A couple days later, residents who were asked to evacuate were told to go to a local middle school. A large map of the county was hung on the wall of the school’s gymnasium, and a firefighter was telling people whether their home was burned or not.
Donning clothes she had been wearing for the two days, Traugott approached the firefighter and gave him her address.
“He looked at the map and he said, ‘I’m sorry, your house is gone,’” Traugott said. “And I said ‘get out.’ I couldn’t believe it.
“People say it’s just stuff, you know.

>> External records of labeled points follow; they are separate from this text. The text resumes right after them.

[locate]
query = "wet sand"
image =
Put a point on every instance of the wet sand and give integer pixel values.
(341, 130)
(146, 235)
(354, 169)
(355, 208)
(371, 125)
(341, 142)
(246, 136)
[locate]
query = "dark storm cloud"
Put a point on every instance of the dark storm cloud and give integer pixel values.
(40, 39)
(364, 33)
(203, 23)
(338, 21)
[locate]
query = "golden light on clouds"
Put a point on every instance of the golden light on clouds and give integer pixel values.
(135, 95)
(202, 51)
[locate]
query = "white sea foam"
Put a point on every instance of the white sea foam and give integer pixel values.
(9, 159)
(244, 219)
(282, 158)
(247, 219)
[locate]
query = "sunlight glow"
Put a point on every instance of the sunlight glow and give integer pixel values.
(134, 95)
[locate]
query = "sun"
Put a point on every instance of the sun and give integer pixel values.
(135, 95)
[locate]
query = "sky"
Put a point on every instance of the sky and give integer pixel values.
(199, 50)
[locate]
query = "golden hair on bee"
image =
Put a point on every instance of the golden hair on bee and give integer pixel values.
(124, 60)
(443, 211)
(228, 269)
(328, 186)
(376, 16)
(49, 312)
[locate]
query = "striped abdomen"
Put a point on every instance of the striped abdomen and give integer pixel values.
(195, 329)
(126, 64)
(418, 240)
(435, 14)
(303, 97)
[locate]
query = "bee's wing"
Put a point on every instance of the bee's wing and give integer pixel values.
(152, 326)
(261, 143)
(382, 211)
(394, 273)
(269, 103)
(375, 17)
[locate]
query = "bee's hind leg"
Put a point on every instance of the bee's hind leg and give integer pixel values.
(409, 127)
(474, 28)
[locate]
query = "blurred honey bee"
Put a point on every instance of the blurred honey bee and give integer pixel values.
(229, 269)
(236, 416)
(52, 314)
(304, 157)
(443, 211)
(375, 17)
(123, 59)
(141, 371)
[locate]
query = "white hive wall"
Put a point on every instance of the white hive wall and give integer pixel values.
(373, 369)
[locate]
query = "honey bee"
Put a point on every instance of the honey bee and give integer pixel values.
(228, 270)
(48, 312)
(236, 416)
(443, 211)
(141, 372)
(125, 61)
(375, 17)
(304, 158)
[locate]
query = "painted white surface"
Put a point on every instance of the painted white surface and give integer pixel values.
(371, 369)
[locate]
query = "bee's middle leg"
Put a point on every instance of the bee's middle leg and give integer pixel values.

It’s just your house, it’s just your furniture. But it doesn’t feel that way at first. It feels like you almost don’t know who you are, or what you’re supposed to do, where you’re supposed to go.”
She returned to her 3-acre estate a few days after the fire passed it, equipped with a mop, rags and pail full of soap, thinking she would just have to clean her house.
“There was nothing left,” Traugott said. “There was nothing to clean, there was nothing to scrub. There was nothing to sift. It was down to the tad, down to the cement slab. There was nothing left, and I kept thinking: where did the refrigerator go? Where did the washer and dryer go? Where’s the bathtub?
“It was just unrecognizable rubble and ash, that’s all that was left — and that’s when I realized what a wildfire is.”
As big and bad as that fire was, it’s nowhere close to what’s happening now. I don’t know what the risk is here – 2011 was also a year of record drought, which was certainly a contributing factor – but it will never be zero. I’d like to see a story that gets into that, if only as a reminder. In the meantime, I just thought it was worth remembering what had happened here, not that long ago. If you want to do something now, a portal of verified fundraisers for people affected by the fires is here for anyone who might like to make a donation.